Hunnell is a long-time homeless encampment on the north end of Bend, a couple hundred yards of tents, trashed vehicles, campsites and human misery. Jim shows up in his hybrid Prius, fires up a generator, hooks up his espresso machine and serves coffee drinks to whoever wants one.
The Coffee Man is Jim Howard Tudor, a retired real-estate manager who came to Central Oregon ten years ago. “Retirement didn’t suit me” he says. One of the ways he stays busy is meeting, greeting and serving coffee to the people of Hunnell Road.
“He comes Mondays, Wednesday and Fridays.” says Michelle Hester, who has lived here for a year, “it’s awesome, because if it wasn’t for him caring we probably wouldn’t have anybody that cares. There’s not a lot of people out here who stop and take time to get to know us because we’re all different. We’re not all addicts out here, but Jim is awesome. We love our coffee, and we also love Jim.”
For Jim, the coffee is just an icebreaker. The personal connections and the conversations are what really count.
“You know what these homeless people want? More than anything they want acceptance; they want a relationship. And that’s what they get. I don’t care if you’re strung out on fentanyl or you’re not, I don’t care. You’re OK by me.”
Matthew Ebert smiles as he sips a caramel mocha. He doesn’t live on Hunnell anymore but drops by sometimes on coffee days. “It’s a relief because I have someone to talk to. Have that man-to-man conversation. He’s very genuine and you don’t get a lot of that out here. I let it all go, with him. It’s nice.”
The coffee man smiles too, he does that a lot. “I’m a little nutty, so I can relate to these folks. And I do. So, yeah, pretty cool, it’s pretty cool.”

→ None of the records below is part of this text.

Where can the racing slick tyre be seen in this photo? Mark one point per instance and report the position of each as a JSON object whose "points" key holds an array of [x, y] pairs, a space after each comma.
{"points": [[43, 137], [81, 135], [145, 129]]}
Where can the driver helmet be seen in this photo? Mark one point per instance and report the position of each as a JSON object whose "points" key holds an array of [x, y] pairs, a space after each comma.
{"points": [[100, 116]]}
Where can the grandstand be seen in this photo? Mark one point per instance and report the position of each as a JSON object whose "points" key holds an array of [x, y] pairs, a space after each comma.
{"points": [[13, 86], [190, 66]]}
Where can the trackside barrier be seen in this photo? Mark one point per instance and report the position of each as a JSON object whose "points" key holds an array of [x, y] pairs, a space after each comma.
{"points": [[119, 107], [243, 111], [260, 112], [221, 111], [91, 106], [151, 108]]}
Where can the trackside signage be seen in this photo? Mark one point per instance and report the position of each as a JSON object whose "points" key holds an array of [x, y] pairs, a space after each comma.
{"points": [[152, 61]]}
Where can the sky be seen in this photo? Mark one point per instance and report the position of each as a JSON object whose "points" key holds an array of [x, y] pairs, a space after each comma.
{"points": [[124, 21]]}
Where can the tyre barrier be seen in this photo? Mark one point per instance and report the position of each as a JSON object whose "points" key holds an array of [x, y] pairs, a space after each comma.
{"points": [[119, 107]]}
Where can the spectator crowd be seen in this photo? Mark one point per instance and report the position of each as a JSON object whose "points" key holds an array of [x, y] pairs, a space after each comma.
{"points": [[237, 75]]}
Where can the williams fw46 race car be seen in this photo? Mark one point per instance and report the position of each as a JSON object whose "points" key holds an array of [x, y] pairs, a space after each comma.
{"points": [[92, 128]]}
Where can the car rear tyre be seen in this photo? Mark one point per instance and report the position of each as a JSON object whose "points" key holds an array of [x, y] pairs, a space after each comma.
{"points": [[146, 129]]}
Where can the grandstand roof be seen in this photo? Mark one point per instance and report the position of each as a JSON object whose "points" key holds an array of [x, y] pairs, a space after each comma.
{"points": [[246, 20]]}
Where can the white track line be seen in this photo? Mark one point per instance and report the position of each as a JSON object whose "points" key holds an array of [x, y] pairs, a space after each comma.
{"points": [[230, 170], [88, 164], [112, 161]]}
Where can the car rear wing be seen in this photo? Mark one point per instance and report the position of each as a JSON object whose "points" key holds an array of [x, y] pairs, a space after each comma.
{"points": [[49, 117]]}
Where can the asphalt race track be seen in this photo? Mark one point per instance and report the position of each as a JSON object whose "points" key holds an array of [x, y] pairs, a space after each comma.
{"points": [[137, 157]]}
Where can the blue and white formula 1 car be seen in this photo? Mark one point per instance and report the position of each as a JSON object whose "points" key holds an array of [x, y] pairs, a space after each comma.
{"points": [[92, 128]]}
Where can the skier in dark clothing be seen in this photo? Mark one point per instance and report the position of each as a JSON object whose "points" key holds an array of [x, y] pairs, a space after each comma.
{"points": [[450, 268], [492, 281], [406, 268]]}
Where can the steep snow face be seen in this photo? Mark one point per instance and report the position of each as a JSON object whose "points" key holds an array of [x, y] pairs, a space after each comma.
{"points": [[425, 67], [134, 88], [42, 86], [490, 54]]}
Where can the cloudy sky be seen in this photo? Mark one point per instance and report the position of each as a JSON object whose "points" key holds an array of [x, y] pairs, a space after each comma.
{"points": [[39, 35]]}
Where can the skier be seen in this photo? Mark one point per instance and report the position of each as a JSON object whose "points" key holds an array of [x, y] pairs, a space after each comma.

Hunnell Road is going to be cleared out by mid-March according to the city. He worries about the next steps for people who have made this stretch of city street their homes. “And where are you going to go? Oxford hotel? I don’t think so. If you’re on third street you’re just going to go to 2nd street, and that game of whack-a-mole has been going on for 20 years.”
He says he’ll do this as long as he can.
“I get so much more out of this than I put into this, you would never imagine that. I feel accepted by them, they feel accepted by me and that’s tough to figure out in today’s world you know?”